By: GZ on Sabato 07 Maggio 2005 02:59
Non si puo' fare a meno di menzionare come lettura per il weekend la ^lunga intervista su realworldtrading #http://www.realworldtrading.com/index.cfm?section=interviews&id=40^ del migliore operatore nonchè autore con riguardo alla speculazione in giro oggi al mondo, ^il Victor Niederhoffer#http://www.dailyspeculations.com/vic/vic_index.html^.
Non ce ne sono altri che oltre a gestire un fondo hedge da 100 milioni che nel 2004 ha fatto +50% e dal 2002 un +31% medio annuo, avere inventato il sistema dello "statistical arbitrage" che ora viene usato dai maggiori fondi futures, si prendono anche la briga di scrivere due libri e ^tutti i giorni pubblicare commenti sui mercati finanziari e altro#http://www.dailyspeculations.com/^.
Il Victor spiega qui bene perche' tra i maggiori inganni e illusioni del mercato finanziario che servono a dissanguare il grosso pubblico e mantenere stipendi e uffici in centro per l'industria finanziaria ci siano:
i) l'industria del "trend following", cioe' le dozzine di report, libri, esperti, seminari, indicatori e software che seguono il "Trend" del grafico, per cui ti fanno comprare in alto quando il mercato è salito e vendere in basso quando è sceso
ii) i sistemi e indicatori della famosa Analisi Tecnica che spingono la gente a fare dozzine di operazioni in continuazione, perche' il supporto, la resistenza, l'oscillatore... o altro mumbo jumbo danno sempre dei "segnali" ogni volta che il prezzo si muove, anche quando sono oscillazioni casuali e faresti meglio ad aspettare
ii) la distorsione ribassista del grosso degli esperti e operatori che non capiscono e hanno in antipatia il meccanismo del mercato, specie quello vero, quello Americano. E con il loro pessimismo e le costanti profezie di sventura impediscono al pubblico di fare la cosa più sensata che sarebbe di tenere dei portafogli azionari per anni incassando il 7% medio annuo che le borse maggiori (in media) rendono (grazie ai dividendi)

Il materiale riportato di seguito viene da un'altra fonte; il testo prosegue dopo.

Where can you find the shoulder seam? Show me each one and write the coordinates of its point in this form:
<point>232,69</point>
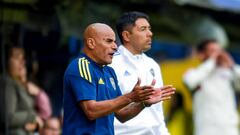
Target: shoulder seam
<point>83,66</point>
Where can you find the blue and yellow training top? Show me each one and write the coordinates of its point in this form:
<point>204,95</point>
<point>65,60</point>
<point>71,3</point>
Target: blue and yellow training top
<point>86,80</point>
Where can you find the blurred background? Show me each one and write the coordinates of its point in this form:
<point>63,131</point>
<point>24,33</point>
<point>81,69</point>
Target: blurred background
<point>51,31</point>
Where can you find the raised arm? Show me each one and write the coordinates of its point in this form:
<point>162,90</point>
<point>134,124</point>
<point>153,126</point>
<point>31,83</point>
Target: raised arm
<point>95,109</point>
<point>133,109</point>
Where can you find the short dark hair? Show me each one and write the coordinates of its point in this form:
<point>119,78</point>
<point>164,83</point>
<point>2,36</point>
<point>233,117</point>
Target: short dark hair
<point>128,19</point>
<point>201,47</point>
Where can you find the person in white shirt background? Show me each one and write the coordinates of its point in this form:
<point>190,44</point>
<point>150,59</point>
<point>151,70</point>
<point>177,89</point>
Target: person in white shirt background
<point>130,63</point>
<point>213,83</point>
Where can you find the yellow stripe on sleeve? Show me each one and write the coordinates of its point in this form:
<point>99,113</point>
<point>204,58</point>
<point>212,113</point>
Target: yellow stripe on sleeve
<point>84,69</point>
<point>80,68</point>
<point>88,72</point>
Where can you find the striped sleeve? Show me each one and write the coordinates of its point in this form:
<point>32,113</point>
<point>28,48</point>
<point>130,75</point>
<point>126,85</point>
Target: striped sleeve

Ovviamente questi tre temi sono quelli che qui si sono trattati dozzine di volte attirando anche piccole polemiche, perche' appunto contrastano con l'attitudine della maggioranza
--------------------------------------------- (un estratto della parte più tecnica, ma leggere ^tutta l'intervista#http://www.realworldtrading.com/index.cfm?section=interviews&id=40^)
Dave: Moving onto another one of your favorite big market cons, technical analysis. Many traders trade exclusively with TA. Why do you consider it a con?
Victor: Everything is part of the basic philosophical backdrop that we discussed earlier. TA tends to unleash people from the fundamental foundation that they need to be successful.
Dave: It gives most traders false hope? Is that what you are saying?
Victor: That is part of it. It also gets traders to trade too quickly. It makes people fearful and elated, causing too much turnover -- and turn over is very expensive in this game.
Dave: Do you see any value at all to technical analysis?
Victor: Many of my best friends are technical analysts and I am actually a technical analyst myself. However, the kind of technical analysis I perform is scientific. I put forth hypothesis, I test them, I consider the uncertainty, I quantify them, I try to put them in an economic framework . When done in this manner, TA has value. What I don’t believe in is the idea that the visual intuiting of price charts can give much insight into the subsequent distribution of prices. This is the way most people view TA and why TA cons most traders. I do believe that the interplay of markets, and price distributions, are of a highly predictive nature.
Dave: These predictive distributions and market interplay is how you make decisions in the market?
Victor: It’s what I am most renowned for. A large part of the managed account industry in one way or another started out with this basic idea that I pioneered. Monroe Trout, Roy Niederhoffer and Toby Crabel, among many others started at my firm. A number of managers with over a billion dollars under management started with me. This makes it much harder for me since many of my former top people are using and augmenting my methods elsewhere, and of course my ideas become subject to the principle of ever-changing trends.
........Victor: I have an aversion to all fixed systems and purportedly easy ways of making money in the market because the market learns and adapts to allow flexible, sagacious and strong decision makers to profit at the expense of the weak .
Dave: OK, why “trend following” in particular?
Victor: The public needs to be tricked or deceived out of their basic role of buy and hold. If they follow the buy and hold mantra, they are going to achieve the Dimsonesque [editors note: Elroy Dimson, Paul Marsh and Mike Staunton co-authored “Triumph of the Optimists, ” a 2002 book that documented for the first time the 100-year returns of the world’s stock markets] returns of 10, 000 fold per century. I am particularly averse to trend following methods because of the following reasons: 1. They are often untested. 2. If tested, their variability is too high to rule out randomness, and 3.If tested relative to uncertainty, they assume past seemingly non-random movements of prices are predictive of what’s going to happen in the future.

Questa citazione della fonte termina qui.